あー…、やっぱバイクは気持ちいいな……。
ヘルメットがなければ、もっと気持ちいいんだろうけど。
流石にそれは今やったらまずいよな。
「……この速さで平気か?」
「え?…あぁ、全然!」
前は、これの倍くらい出してたしな。
どうやら恭弥は俺のためにスピードを下げて走ってくれていたらしい。
「……ありがと、」
「あ?何か言ったか?」
「何でもねえよ」
何か、言いたくなった。それだけ。
暫く走っていれば、寮も見えてきた。
恭弥はバイクを適当な所に止めた。
「寮、でいいんだよな?」
「…は?今更?今更聞くのかよ!」
「…今思い出したんだよ」
けらけらけら、つい笑ってしまった俺に、恭弥は不機嫌そうに顔を歪める。
「…ちっ」
「悪ぃって!合ってるよ」
「…っそ。

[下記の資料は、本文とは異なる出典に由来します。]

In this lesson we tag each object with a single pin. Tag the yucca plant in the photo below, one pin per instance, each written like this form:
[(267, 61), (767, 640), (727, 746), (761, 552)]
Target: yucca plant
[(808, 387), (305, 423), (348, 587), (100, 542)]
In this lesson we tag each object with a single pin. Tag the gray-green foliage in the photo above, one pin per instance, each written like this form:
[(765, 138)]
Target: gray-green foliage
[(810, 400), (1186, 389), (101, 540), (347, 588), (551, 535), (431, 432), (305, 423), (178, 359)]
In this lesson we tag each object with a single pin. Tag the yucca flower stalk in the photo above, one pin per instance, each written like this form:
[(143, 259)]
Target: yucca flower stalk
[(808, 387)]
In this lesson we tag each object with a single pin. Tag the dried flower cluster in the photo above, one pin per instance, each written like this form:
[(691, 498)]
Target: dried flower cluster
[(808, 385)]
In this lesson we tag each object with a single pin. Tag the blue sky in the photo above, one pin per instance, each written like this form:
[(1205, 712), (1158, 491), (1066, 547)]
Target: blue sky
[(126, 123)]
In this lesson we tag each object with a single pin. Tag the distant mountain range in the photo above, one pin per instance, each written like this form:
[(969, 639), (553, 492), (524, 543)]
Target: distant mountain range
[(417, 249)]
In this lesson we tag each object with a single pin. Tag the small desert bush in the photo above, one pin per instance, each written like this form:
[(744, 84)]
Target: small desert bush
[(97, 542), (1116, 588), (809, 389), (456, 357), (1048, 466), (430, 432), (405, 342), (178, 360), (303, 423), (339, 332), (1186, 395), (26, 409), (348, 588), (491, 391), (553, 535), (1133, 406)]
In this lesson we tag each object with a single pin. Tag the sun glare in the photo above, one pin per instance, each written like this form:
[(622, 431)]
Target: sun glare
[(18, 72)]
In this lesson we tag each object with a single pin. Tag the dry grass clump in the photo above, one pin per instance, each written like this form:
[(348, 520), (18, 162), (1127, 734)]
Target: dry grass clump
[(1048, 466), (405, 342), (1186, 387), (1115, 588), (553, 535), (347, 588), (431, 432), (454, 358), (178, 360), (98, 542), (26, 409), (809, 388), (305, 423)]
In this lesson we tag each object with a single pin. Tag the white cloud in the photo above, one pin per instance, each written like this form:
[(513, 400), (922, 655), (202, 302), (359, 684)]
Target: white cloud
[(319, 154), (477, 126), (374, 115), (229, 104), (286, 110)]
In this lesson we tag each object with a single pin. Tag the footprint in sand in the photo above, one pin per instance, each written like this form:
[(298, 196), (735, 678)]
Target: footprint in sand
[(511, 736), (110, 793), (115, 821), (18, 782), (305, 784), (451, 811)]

つかお前の笑顔、初めて見たんだけど?」
「……っ俺、笑ってなかったっけ」
「めんどくさそうな顔、不機嫌、S特有の笑み…、なら見たことある」
それ、笑ってねえな。
そっ、か、俺“まだ”笑えてないんだ…。
昔はかなりの笑い上戸だったんだけどな。
「俺、あんまり笑わねえんだよ。じゃあ、送ってくれてさんきゅ」
「……ああ」
恭弥とは寮の玄関で別れ、俺は一人中に入っていった。